Thin crust of normalcy

Did the man in the archival Library of Congress photo we're using to promote our production of Coal Creek give a rat's ass about normalcy, sanity or anything but living to dig another day? (Click image for larger version.)
Did the man in the archival Library of Congress photo we’re using to promote our production of Coal Creek give a rat’s ass about normalcy, sanity or anything but living to dig another day? (Click image for larger version.)

There’s a passage in the Sinclair Lewis novel It Can’t Happen Here that I’ve flagged. It’s about the fragility of social order, but on this particular day it reminds me of my bipolar friend …

“… The crust of learning and good manners and tolerance is so thin! It would take just a few thousand big shells and gas bombs to wipe out all the libraries and laboratories and art galleries … No inherent reason why our grandchildren – if anybody’s grandchildren survive – shouldn’t be living in caves and heaving rocks at catamounts. …”

I think sometimes about how miraculous it is that we make it from zygote to birth … all the pieces that have to fit together properly, all the intricate systems that have to align. And then the enormous leap we make from birth to fully-integrated members of society … dear God.
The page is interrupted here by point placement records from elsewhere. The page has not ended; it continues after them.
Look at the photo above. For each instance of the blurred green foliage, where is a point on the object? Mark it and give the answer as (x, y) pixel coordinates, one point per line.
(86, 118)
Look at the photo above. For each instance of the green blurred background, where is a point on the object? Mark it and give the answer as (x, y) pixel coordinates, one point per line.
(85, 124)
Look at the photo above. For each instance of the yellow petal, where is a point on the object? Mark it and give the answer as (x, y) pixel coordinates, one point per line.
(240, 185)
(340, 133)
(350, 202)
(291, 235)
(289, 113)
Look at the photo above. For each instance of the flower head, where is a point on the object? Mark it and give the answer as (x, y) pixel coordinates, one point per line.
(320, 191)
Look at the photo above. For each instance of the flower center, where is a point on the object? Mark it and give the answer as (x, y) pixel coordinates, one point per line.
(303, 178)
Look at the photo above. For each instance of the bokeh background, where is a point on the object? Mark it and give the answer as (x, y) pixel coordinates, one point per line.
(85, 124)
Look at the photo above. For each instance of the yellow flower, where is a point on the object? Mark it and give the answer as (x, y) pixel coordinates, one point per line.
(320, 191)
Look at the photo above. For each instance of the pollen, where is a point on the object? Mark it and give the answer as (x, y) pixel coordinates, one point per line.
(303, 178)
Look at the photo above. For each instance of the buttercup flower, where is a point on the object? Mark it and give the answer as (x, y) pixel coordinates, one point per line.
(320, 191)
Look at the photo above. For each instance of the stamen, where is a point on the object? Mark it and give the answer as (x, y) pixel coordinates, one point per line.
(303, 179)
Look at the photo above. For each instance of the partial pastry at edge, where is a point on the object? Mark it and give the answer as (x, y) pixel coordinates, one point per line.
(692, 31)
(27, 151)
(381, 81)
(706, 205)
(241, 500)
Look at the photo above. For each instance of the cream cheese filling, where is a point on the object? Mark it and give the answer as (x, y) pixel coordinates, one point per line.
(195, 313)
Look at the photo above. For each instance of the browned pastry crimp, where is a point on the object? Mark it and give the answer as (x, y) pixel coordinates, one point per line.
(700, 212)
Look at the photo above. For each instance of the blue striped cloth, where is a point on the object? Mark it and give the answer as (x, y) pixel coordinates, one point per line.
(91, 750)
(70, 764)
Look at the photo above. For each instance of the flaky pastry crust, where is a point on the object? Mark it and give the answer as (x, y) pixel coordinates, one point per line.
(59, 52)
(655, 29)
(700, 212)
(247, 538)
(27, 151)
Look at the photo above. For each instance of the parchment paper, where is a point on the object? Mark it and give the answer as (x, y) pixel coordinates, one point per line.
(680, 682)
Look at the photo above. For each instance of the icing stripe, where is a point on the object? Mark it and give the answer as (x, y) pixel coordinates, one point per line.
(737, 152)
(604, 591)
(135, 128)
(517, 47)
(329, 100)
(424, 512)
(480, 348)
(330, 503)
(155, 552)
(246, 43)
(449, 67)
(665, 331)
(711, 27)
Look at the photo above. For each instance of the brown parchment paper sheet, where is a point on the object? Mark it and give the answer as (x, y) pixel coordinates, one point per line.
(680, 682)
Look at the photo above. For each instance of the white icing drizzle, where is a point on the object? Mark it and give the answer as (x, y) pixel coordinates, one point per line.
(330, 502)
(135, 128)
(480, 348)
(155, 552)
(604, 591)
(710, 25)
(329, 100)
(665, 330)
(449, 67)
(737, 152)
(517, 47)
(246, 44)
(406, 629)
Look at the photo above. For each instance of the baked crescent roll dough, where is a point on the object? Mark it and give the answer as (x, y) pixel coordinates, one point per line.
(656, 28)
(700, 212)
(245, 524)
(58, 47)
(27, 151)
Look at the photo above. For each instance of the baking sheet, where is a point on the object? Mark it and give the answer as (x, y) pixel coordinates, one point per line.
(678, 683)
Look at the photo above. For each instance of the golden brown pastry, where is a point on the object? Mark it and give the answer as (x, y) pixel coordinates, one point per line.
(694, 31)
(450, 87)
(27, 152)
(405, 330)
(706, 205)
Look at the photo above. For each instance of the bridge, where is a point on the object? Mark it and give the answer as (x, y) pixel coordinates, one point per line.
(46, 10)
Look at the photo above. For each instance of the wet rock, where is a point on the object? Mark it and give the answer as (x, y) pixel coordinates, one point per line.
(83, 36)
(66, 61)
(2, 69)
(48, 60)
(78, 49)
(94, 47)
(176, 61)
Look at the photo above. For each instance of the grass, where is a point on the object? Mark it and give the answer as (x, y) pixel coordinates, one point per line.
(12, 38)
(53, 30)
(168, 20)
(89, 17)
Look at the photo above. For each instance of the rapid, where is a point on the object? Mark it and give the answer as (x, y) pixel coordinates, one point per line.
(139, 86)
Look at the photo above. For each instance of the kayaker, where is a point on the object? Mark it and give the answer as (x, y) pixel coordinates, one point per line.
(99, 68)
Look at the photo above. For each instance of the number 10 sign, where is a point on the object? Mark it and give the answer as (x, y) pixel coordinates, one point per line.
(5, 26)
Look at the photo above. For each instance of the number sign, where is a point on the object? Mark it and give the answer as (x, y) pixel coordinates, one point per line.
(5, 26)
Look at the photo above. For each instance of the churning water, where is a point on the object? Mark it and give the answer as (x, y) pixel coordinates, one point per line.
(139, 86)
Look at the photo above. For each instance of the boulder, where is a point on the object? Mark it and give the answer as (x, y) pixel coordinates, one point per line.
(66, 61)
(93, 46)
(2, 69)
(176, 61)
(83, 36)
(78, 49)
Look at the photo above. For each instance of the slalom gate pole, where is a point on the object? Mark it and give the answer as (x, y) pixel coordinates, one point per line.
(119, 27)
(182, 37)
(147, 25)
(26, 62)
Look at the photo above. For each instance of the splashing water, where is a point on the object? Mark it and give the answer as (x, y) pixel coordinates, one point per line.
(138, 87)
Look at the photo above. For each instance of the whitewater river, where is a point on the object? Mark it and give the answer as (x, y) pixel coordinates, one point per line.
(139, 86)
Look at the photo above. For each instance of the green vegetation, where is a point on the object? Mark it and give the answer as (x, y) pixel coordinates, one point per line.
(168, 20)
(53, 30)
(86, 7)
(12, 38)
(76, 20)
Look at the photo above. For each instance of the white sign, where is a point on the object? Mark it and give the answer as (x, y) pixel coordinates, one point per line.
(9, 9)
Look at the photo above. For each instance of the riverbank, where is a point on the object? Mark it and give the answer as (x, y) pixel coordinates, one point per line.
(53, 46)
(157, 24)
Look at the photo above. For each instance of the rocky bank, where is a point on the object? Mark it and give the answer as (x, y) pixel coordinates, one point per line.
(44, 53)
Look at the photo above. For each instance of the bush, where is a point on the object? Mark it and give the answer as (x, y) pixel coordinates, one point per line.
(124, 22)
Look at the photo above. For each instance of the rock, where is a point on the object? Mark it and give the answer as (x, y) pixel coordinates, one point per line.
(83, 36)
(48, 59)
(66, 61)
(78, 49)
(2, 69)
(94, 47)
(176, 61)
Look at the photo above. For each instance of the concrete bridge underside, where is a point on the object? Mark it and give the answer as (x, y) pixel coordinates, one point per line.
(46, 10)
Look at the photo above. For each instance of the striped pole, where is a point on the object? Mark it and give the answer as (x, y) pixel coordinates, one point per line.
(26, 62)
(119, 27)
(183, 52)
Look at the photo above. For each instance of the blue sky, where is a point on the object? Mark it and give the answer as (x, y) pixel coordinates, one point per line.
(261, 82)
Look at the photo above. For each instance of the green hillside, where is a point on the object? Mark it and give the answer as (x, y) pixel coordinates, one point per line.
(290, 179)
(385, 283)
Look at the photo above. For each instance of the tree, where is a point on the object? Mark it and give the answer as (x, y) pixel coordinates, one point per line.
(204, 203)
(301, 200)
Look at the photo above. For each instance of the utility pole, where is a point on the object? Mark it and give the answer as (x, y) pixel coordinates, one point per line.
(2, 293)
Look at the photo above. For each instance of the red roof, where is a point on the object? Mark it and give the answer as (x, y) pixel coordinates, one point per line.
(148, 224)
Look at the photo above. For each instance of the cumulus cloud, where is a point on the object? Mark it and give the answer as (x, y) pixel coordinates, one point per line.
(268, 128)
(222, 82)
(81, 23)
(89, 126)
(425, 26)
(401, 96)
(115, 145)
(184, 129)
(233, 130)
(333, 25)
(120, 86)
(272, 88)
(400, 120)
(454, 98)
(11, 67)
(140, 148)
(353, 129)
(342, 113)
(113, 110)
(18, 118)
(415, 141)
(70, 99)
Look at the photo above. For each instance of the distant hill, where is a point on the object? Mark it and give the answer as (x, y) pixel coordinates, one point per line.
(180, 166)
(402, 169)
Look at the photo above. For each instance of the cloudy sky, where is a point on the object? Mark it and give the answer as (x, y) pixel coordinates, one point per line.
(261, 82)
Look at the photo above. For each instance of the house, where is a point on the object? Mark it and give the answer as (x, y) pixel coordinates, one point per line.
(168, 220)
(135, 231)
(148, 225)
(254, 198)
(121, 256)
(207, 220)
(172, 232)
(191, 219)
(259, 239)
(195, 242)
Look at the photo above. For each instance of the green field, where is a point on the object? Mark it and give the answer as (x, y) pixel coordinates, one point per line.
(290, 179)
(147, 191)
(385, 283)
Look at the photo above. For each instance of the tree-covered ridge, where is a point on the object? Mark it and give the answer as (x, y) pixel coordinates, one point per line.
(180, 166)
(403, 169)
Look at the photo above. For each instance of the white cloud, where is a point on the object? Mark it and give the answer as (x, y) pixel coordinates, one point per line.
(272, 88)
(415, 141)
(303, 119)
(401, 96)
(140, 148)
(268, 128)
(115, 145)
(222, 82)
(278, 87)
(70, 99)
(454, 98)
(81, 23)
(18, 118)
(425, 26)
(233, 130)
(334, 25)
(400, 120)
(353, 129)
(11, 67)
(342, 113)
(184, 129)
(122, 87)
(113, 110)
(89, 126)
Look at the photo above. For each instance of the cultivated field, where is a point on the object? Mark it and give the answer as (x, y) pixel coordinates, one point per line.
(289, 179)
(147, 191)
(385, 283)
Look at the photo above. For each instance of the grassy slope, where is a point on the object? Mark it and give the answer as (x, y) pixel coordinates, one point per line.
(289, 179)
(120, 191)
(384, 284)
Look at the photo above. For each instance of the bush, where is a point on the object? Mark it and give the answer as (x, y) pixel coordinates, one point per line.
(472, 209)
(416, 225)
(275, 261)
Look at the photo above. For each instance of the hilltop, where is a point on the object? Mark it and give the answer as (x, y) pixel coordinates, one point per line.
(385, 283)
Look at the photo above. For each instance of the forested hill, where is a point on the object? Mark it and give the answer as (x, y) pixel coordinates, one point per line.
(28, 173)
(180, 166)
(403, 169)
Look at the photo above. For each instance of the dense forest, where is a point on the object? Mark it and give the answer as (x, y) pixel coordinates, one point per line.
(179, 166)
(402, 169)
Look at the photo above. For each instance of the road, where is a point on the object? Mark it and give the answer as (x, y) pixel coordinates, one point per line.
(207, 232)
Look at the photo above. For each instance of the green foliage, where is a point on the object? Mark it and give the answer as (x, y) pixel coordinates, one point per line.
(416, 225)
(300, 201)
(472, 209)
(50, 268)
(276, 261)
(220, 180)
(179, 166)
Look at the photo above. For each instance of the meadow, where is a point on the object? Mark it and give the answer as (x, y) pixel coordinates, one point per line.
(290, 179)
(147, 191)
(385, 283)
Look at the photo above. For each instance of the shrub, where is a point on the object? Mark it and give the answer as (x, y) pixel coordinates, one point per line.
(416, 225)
But the crust of normalcy and sanity and functionality never does get very thick, does it? No matter how well-educated we are, how successful.

Reading one of my friend’s manifestos today, I felt a shock of recognition. I’m every bit as chaotic as he is, I think. We all are. The difference between us and him is our ability to hide our chaos from our neighbors and from ourselves. Look under my hood or your hood or the next guy’s, and you’ll find just as much duct tape and faulty wiring as it seems my friend has under his. We kid ourselves when we shake our heads and say, “There but for the grace of God go I.” Going there is part of the human condition. The trick, the one we do as much for others as for ourselves, is in pretending that we’re somewhere else.